I pay for my accounts on Flickr and Librarything, and I enjoy them both; but not as much as I enjoy LiveJournal, which I don't pay for. And the reason why I don't have a paid LJ account is that LJ has never offered me any incentive to. More userpics? Not really. Edit your comments? There are workarounds. Post from your mobile phone? I don't think so... The only feature that does attract me is the ability to create feeds for blogs I would like to read on my friends page - and indeed to find the feeds that often already exist, but aren't easy to search out from a Basic account - and fortunately my kind and generous friend
![[livejournal.com profile]](https://www.dreamwidth.org/img/external/lj-userinfo.gif)

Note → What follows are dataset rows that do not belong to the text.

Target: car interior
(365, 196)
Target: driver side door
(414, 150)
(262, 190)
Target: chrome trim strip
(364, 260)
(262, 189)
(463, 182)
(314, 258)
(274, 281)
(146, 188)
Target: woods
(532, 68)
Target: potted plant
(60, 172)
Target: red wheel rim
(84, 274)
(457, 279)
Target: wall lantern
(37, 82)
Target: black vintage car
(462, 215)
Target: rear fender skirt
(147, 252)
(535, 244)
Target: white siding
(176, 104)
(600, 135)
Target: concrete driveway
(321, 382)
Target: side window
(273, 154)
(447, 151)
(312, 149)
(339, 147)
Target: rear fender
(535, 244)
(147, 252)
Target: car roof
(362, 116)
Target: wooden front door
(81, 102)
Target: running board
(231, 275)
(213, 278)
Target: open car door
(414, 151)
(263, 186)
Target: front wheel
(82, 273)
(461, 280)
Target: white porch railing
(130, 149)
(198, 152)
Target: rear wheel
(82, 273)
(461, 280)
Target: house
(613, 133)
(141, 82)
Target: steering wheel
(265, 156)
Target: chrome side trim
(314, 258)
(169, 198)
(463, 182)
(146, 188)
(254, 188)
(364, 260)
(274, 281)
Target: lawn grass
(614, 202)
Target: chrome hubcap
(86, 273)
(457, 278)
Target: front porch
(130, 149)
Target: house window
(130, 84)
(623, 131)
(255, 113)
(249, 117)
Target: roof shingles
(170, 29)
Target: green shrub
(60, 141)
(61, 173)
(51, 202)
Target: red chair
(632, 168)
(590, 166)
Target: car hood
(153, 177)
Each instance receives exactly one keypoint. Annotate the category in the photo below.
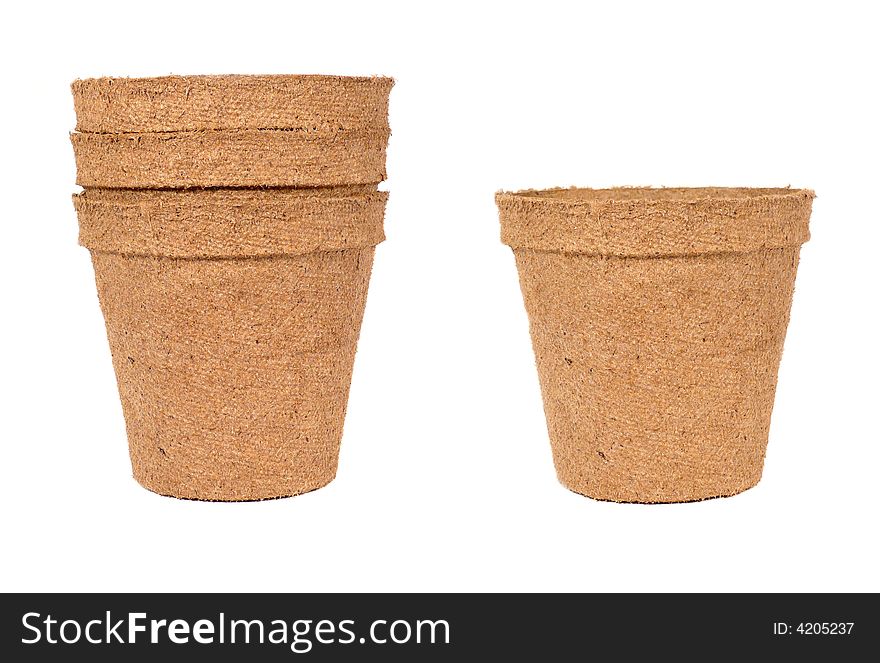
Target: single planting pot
(657, 318)
(224, 103)
(233, 317)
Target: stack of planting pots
(657, 318)
(232, 222)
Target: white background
(446, 480)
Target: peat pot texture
(657, 319)
(233, 317)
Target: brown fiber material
(243, 158)
(230, 222)
(233, 367)
(208, 103)
(657, 318)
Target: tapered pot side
(233, 318)
(657, 319)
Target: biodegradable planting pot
(230, 131)
(233, 317)
(657, 318)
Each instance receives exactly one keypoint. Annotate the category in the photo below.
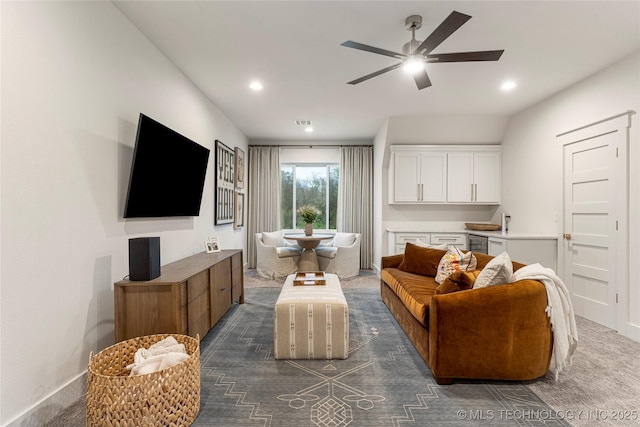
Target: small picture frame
(239, 172)
(212, 245)
(238, 220)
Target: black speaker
(144, 258)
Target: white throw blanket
(161, 355)
(560, 312)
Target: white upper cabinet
(444, 174)
(474, 177)
(418, 177)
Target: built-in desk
(188, 297)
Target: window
(309, 184)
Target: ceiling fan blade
(422, 79)
(377, 73)
(371, 49)
(454, 21)
(487, 55)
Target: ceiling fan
(415, 53)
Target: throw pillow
(422, 261)
(455, 260)
(458, 281)
(423, 244)
(273, 238)
(343, 239)
(499, 270)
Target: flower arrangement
(308, 213)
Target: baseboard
(633, 332)
(44, 411)
(376, 268)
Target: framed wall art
(239, 168)
(239, 218)
(225, 184)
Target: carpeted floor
(384, 382)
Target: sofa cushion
(415, 291)
(344, 239)
(498, 271)
(422, 261)
(455, 260)
(273, 238)
(458, 281)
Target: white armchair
(275, 257)
(341, 255)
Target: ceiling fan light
(413, 64)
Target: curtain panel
(355, 200)
(263, 207)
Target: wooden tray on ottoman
(309, 278)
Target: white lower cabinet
(398, 240)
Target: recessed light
(256, 85)
(508, 85)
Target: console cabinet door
(237, 278)
(220, 289)
(198, 305)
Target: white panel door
(590, 227)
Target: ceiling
(293, 48)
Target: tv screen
(167, 173)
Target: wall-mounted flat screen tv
(167, 173)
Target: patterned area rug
(384, 382)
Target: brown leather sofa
(499, 332)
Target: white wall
(75, 76)
(379, 149)
(532, 158)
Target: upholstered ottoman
(311, 322)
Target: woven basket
(170, 397)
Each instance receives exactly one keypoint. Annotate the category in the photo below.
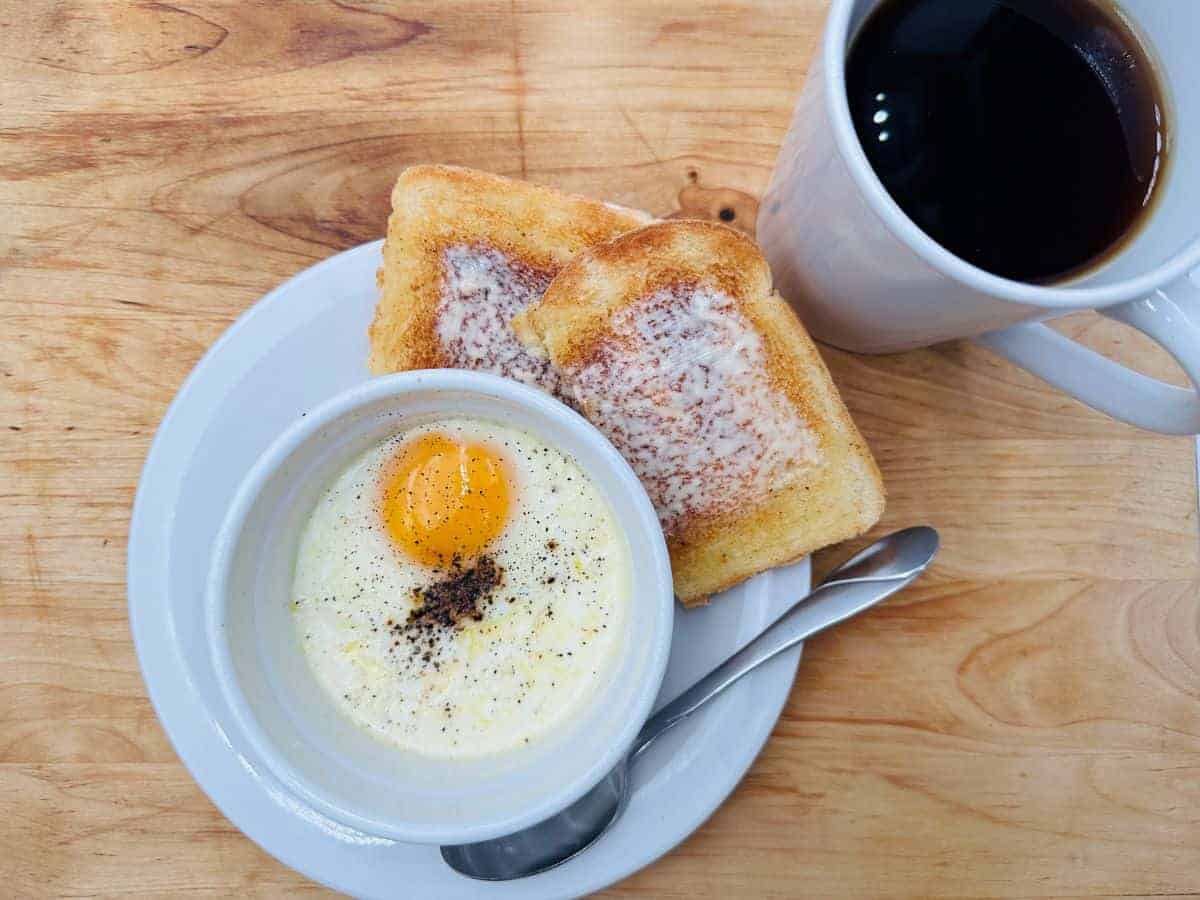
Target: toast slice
(672, 341)
(465, 252)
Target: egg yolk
(444, 499)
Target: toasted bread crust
(839, 496)
(441, 207)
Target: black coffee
(1024, 136)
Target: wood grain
(1026, 723)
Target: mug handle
(1170, 316)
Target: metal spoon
(873, 575)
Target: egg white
(546, 642)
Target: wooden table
(1026, 723)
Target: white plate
(297, 347)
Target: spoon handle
(833, 601)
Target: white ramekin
(315, 749)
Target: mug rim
(834, 45)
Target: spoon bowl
(861, 582)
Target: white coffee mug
(864, 277)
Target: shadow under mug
(864, 277)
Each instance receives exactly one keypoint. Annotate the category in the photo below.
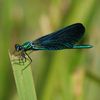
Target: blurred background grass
(58, 75)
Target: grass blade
(23, 79)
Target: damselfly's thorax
(18, 47)
(24, 47)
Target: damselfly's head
(18, 47)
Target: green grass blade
(23, 79)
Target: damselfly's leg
(28, 59)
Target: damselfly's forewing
(61, 39)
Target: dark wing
(61, 39)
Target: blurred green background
(58, 75)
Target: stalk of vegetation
(23, 79)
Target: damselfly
(65, 38)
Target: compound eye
(18, 47)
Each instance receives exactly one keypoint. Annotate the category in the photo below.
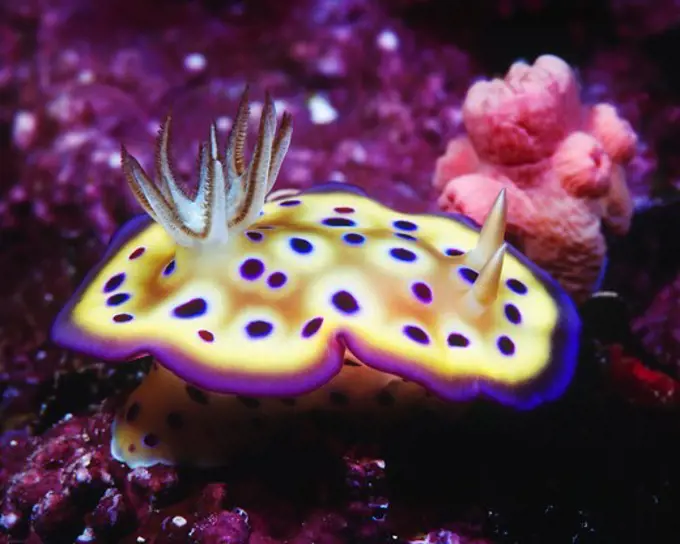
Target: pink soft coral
(561, 163)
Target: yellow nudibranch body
(251, 307)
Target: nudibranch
(249, 306)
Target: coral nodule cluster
(560, 161)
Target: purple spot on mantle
(137, 253)
(402, 254)
(114, 282)
(117, 299)
(517, 286)
(416, 334)
(513, 314)
(169, 268)
(402, 224)
(301, 246)
(457, 340)
(276, 280)
(259, 328)
(193, 308)
(338, 222)
(151, 440)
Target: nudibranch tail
(230, 195)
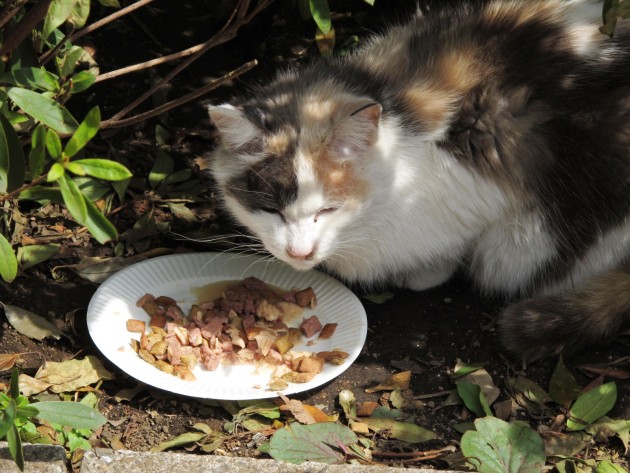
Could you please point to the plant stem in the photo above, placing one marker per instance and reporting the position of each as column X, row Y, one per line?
column 226, row 33
column 147, row 64
column 111, row 123
column 108, row 19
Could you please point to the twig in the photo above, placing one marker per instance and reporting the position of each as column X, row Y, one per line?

Brad argues that the value of free accounts is that we provide content; maybe, but so do paid, and indeed Bonus (ie, advertising-supported) accounts. What free accounts give the company is potential customers for a paid account, a pool of people who have tried what LJ has to offer and might buy more. Do Bonus accounts serve the same function? Well, they might. I might be deterred by the advertising (which I find more obtrusive than the ads on my free Flickr account); I might feel that the bonus features (whatever they are) made an upgrade unnecessary; or, of course, my mileage might vary.
There's probably a space here for the paragraph which talks about Facebook, which goes to the opposite extreme, and won't let you try the package out at all unless you sign up. Of course, Facebook doesn't try to sell you a paid account because you aren't the customer, you're the commodity, and Facebook has already sold you to its advertisers... But that's a whole 'nother rant.
no subject
Date: 2008-03-23 02:06 pm (UTC)I guess the underlying position of those decrying the move that I disagree with most is that the disruption of the community outweighs the profitability of the business. There are times when that's true in life, but the disruption would have to be enormous, and this just isn't. (For one thing, it's not forcing those who already have free basic service to upgrade, though that may be next.)
(no subject)
From:no subject
Date: 2008-03-23 05:21 pm (UTC)When I got a paid LJ account (and, later, bought a permanent account), the lure was twofold: helping to support what was then a small non-profit venture, and access to the faster servers. It used to be that you got better performance if you had a paid account, and when LJ was small and poor and couldn't afford as much infrastructure as there was demand for, that was a good way to do it. It wasn't that they were throttling the free accounts; they were just providing a level of "express service" for the paying customers.
Most of that doesn't really apply any more, so they resorted to features that most of us don't care about. Apparently I am now permitted 142 userpics; err, what? I use voice posting maybe once or twice a year if that, and text-messaging not at all. Polls? Also rare. RSS feeds? I've created a few and it's nice not to have to worry about it, but if I couldn't create feeds my world would not end.
I'm kind of surprised that ad-supported sites are still profitable, between AdBlock and learned behavior modification. (By the latter I mean: AdBlock doesn't kill, for example, Google ads on search-result pages, but I just plain don't see them -- my eyes just automatically avoid that part of the page.)
(no subject)
From:(no subject)
From:(no subject)
From:no subject
Date: 2008-03-23 05:35 pm (UTC)There also is the fact that when lj began doing ads, it was with the understanding that free accounts wouldn't ever go away, so I understand why long-time users are feeling a bit betrayed.
(I've had a paid account for years myself, because I use lj so much I felt I should support it, though I don't know that I get anything more, save for the fun but not worth paying for ability to make polls.)